TheGZeus Member since:
2010-05-19

Well, it actually seems to hold true.
This isn't a bug, it's a _well-designed door_, not just your average hole that results from a bug.
It was probably carefully correct code, but what said code was doing was... evil.

Even then, generally when a closed project is opened, a _huge_ number of bugs are discovered and fixed.

Even through it will never be none, less is still less.

There are more security bugs reported for Linux than Windows/OS X, but they're generally minor, and are generally fixed more quickly.

Reply Parent Score: 3

google_ninja Member since:
2006-02-05

a bug is when someone makes a mistake in code. a "well-designed door" is a full feature.

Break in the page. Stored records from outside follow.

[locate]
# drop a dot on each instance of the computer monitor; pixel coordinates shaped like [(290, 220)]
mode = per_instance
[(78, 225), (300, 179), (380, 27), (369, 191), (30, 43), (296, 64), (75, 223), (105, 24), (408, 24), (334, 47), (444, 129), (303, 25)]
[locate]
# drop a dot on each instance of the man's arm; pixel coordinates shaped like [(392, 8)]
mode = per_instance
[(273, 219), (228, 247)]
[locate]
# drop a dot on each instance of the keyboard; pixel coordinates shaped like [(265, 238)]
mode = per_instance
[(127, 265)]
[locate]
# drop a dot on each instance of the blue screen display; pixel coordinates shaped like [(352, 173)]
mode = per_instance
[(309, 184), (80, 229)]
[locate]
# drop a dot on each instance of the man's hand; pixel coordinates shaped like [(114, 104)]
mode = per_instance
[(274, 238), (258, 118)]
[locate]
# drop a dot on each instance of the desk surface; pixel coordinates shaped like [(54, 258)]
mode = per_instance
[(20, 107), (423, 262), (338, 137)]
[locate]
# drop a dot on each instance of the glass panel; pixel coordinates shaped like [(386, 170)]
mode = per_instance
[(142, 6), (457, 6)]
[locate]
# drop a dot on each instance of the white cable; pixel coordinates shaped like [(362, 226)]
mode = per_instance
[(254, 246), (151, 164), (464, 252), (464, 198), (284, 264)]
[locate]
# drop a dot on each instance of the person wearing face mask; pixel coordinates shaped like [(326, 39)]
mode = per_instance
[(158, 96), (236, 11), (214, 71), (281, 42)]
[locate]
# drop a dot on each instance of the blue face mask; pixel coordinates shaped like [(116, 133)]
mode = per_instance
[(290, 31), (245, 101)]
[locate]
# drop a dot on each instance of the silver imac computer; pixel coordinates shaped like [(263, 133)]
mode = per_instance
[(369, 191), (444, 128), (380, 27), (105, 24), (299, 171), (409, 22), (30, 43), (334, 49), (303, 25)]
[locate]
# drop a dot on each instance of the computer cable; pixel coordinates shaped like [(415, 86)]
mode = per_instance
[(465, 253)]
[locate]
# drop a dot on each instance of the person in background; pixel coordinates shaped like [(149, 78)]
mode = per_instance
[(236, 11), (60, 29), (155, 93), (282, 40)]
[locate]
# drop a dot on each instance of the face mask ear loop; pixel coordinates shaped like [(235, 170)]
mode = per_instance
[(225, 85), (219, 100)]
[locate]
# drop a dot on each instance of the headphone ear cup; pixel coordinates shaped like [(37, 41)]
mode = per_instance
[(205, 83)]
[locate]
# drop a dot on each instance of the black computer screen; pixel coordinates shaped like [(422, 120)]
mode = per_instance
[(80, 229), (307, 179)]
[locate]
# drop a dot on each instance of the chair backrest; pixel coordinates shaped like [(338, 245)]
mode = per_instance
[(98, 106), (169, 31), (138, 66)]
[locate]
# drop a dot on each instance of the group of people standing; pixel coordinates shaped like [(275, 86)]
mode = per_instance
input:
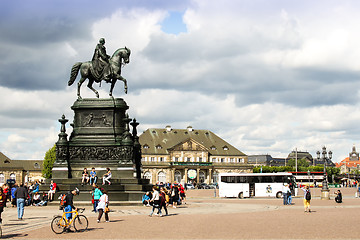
[(91, 178), (161, 197), (287, 199)]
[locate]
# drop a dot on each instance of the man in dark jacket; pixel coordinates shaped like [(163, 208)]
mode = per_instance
[(69, 202), (21, 194)]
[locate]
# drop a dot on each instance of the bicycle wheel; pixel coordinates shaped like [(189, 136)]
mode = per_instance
[(58, 225), (81, 223)]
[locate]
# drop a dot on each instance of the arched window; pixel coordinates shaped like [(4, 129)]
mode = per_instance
[(177, 176), (12, 176), (201, 176), (161, 177), (147, 175), (2, 179), (215, 177)]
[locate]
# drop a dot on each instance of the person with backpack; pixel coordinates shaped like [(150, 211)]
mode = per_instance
[(338, 197), (20, 194), (156, 201), (164, 200), (96, 194), (307, 198), (52, 190), (68, 203)]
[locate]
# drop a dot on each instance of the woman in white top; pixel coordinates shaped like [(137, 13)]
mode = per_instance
[(103, 205), (107, 176), (156, 201)]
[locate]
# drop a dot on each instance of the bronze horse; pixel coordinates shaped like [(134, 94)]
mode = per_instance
[(115, 63)]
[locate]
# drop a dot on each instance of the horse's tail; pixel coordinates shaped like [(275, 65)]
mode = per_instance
[(74, 73)]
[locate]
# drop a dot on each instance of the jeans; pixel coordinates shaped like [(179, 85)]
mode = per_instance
[(68, 208), (289, 199), (285, 198), (20, 203), (96, 202), (93, 180)]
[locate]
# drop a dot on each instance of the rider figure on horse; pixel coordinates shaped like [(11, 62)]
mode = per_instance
[(100, 62)]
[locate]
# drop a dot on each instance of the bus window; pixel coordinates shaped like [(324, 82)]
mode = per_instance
[(266, 179), (279, 179), (253, 179)]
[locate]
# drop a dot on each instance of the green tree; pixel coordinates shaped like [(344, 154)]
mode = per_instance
[(50, 157), (301, 163)]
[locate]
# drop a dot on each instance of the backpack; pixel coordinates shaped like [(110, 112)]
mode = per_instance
[(62, 201)]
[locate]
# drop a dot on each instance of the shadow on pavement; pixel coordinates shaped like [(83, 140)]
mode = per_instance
[(12, 236), (35, 217), (15, 224)]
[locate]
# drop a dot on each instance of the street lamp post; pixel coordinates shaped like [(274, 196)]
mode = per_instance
[(326, 156)]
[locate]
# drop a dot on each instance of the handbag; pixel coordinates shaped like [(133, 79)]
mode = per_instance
[(107, 210)]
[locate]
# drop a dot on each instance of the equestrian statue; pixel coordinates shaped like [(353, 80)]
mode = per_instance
[(101, 67)]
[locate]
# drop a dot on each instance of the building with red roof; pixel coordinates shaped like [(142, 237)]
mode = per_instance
[(350, 163)]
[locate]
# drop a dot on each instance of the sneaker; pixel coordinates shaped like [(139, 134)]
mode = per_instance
[(68, 230)]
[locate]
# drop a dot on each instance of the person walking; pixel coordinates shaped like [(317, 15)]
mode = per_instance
[(13, 198), (156, 201), (52, 191), (107, 176), (93, 176), (2, 202), (284, 192), (163, 200), (20, 195), (307, 198), (338, 197), (103, 206), (97, 193), (70, 205)]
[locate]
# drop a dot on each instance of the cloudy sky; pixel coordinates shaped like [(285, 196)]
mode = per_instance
[(267, 76)]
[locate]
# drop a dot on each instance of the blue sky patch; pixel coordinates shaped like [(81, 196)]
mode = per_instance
[(173, 24)]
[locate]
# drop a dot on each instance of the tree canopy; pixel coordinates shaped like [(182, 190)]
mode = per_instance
[(49, 159)]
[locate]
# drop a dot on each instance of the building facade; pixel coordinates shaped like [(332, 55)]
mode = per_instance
[(350, 163), (188, 155), (20, 170)]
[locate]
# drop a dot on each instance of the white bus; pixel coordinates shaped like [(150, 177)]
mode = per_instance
[(254, 184)]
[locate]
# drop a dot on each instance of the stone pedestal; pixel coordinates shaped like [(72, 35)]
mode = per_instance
[(325, 194), (100, 138)]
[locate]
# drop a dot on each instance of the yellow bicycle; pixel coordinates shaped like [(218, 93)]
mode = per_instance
[(60, 223)]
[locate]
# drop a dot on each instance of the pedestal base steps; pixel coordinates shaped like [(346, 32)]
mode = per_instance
[(124, 189)]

If you can't catch the get_pwnd_by_fbi() function, then you sure as hell aren't going to catch a bug.

Reply Parent Score: 1

lucas_maximus Member since:
2009-08-18

Well, it actually seems to hold true.
This isn't a bug, it's a _well-designed door_, not just your average hole that results from a bug.
It was probably carefully correct code, but what said code was doing was... evil.


A software defect (bug) is surely any behaviour the software does that is not in the specification. So a backdoor is a bug.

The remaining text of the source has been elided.